The quest has filled a room at his Kahala home with files and charts that he calls his “war room.”
Some governmental
agencies used to push back against the sometimes cantankerous former Navy chief petty officer and his goal to update Punchbowl unknown graves with ship information or seek disinterment when he provided identifying
information.
But now they acknowledge his role in helping bring greater awareness to the
sacrifices made 76 years ago.
The University of Washington at a Veterans Day ceremony today is giving Emory its Distinguished Alumni
Veteran Award.
“Ray’s persevering efforts in helping to identify the unknowns buried at Punchbowl have been his most fervent act of servitude to his fellow veterans,” said Jessie Higa, a local historian who has worked with Emory.
On the morning of Dec. 7, 1941, Emory was on his ship, the light cruiser USS Honolulu, and firing back at enemy planes with a .50-caliber machine gun at one of the best sighting spots in the harbor.
He remembers one Japanese plane that was hit by something that stopped it in midair and caused it to explode as its prop kept spinning through the air.

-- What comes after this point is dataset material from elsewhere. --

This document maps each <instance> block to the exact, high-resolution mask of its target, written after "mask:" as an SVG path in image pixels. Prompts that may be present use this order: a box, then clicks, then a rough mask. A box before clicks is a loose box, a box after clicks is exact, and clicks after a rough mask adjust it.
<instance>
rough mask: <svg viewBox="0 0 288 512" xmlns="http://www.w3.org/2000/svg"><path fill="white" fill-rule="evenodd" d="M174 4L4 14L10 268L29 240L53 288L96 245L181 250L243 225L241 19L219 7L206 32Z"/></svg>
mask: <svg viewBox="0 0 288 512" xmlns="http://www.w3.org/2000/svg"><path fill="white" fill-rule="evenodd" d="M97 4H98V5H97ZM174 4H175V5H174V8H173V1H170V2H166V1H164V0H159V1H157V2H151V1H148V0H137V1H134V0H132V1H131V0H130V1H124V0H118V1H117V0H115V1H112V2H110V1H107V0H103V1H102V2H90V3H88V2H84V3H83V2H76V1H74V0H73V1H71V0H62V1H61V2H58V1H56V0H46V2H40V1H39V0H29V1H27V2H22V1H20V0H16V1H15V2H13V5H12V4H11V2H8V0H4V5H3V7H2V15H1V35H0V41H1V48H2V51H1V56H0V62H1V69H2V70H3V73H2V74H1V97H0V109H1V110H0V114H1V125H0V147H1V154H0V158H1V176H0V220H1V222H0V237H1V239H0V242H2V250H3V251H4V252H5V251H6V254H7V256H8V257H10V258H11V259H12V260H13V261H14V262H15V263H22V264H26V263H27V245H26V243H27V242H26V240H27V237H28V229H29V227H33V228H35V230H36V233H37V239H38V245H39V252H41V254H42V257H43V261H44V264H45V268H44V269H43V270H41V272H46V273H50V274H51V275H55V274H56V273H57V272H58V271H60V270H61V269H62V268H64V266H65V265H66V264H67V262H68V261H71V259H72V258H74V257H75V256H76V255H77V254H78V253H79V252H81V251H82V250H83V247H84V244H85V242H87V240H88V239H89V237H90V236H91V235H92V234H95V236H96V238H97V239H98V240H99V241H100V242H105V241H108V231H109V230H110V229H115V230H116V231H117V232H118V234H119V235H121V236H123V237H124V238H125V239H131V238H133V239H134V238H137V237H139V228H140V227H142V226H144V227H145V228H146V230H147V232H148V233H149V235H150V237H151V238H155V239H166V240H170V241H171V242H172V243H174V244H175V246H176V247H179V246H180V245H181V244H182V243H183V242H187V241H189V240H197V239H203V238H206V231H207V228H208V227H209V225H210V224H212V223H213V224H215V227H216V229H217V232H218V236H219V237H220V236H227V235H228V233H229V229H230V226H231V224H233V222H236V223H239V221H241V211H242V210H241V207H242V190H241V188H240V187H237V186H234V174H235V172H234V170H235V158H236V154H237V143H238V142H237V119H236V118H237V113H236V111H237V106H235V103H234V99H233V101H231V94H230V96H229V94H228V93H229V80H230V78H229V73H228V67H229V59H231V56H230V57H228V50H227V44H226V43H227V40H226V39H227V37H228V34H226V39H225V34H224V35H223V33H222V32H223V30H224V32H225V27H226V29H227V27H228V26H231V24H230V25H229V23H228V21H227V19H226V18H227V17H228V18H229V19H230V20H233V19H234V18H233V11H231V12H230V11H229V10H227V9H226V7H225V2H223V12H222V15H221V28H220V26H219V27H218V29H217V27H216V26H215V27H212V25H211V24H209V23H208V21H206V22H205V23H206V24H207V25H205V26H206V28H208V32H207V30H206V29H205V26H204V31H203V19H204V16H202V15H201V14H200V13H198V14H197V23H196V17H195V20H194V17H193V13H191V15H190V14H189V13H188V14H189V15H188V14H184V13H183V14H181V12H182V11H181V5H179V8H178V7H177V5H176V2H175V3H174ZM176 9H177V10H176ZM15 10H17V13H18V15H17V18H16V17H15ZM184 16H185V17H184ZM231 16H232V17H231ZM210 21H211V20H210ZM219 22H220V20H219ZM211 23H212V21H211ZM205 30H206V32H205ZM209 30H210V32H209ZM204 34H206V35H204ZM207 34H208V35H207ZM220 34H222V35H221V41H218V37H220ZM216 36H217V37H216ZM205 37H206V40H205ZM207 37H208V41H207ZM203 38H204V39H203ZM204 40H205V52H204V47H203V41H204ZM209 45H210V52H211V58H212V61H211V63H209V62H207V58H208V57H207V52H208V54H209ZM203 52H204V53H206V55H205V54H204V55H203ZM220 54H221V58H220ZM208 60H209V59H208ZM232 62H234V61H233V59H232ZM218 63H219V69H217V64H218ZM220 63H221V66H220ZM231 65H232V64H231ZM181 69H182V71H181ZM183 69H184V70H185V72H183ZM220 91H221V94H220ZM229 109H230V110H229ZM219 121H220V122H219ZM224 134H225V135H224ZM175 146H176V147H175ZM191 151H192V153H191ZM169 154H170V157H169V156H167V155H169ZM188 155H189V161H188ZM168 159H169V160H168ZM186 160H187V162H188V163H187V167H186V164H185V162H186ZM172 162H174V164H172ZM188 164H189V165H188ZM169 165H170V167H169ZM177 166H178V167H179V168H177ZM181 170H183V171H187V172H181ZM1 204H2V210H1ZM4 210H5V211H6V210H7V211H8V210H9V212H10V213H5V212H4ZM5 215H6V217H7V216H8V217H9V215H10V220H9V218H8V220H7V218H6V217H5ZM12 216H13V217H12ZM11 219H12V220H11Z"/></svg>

He still has the shell casing from the first round he fired. “Don’t ask me why I even bent over and picked it up off the deck to begin with,” he said with a laugh.
Decades later, using military records, Emory determined the identity of 27 men killed on the USS Oklahoma who were buried as unknowns at Punchbowl. In 2003 a casket was disinterred that contained commingled remains.
The Pentagon positively identified five men. But incomplete sets of bones of more than 100 others also were found, complicating further identifications until all the remains were recovered.
In 2015 the Pentagon announced that it was taking the unprecedented step of exhuming all of the Oklahoma’s remaining 388 crew members.
In a Distinguished Public Service Award, the Defense POW/MIA Accounting Agency, which searches for, recovers and identifies missing American war dead, said, “Without Mr. Emory’s efforts on behalf of his fellow sailors, their families and the nation, the USS Oklahoma unknowns might still be buried in the
National Memorial Cemetery of the Pacific.”
Emory proposed disinterments that also led to identifications from the USS Curtiss, Pennsylvania and
Sicard, the agency said.
Next up for disinterment and identification are unknowns from the USS California. The agency said the X-1 Nuuanu case is associated with that battleship.
One of the identified Oklahoma sailors, 18-year-old Robert Monroe Temple, was reburied in July at Punchbowl with new identifying information. His brother, Jim, now 88, came in from O’Fallon, Mo., for the internment.
“Mr. Emory, who got this started, I thank him dearly,” Temple said.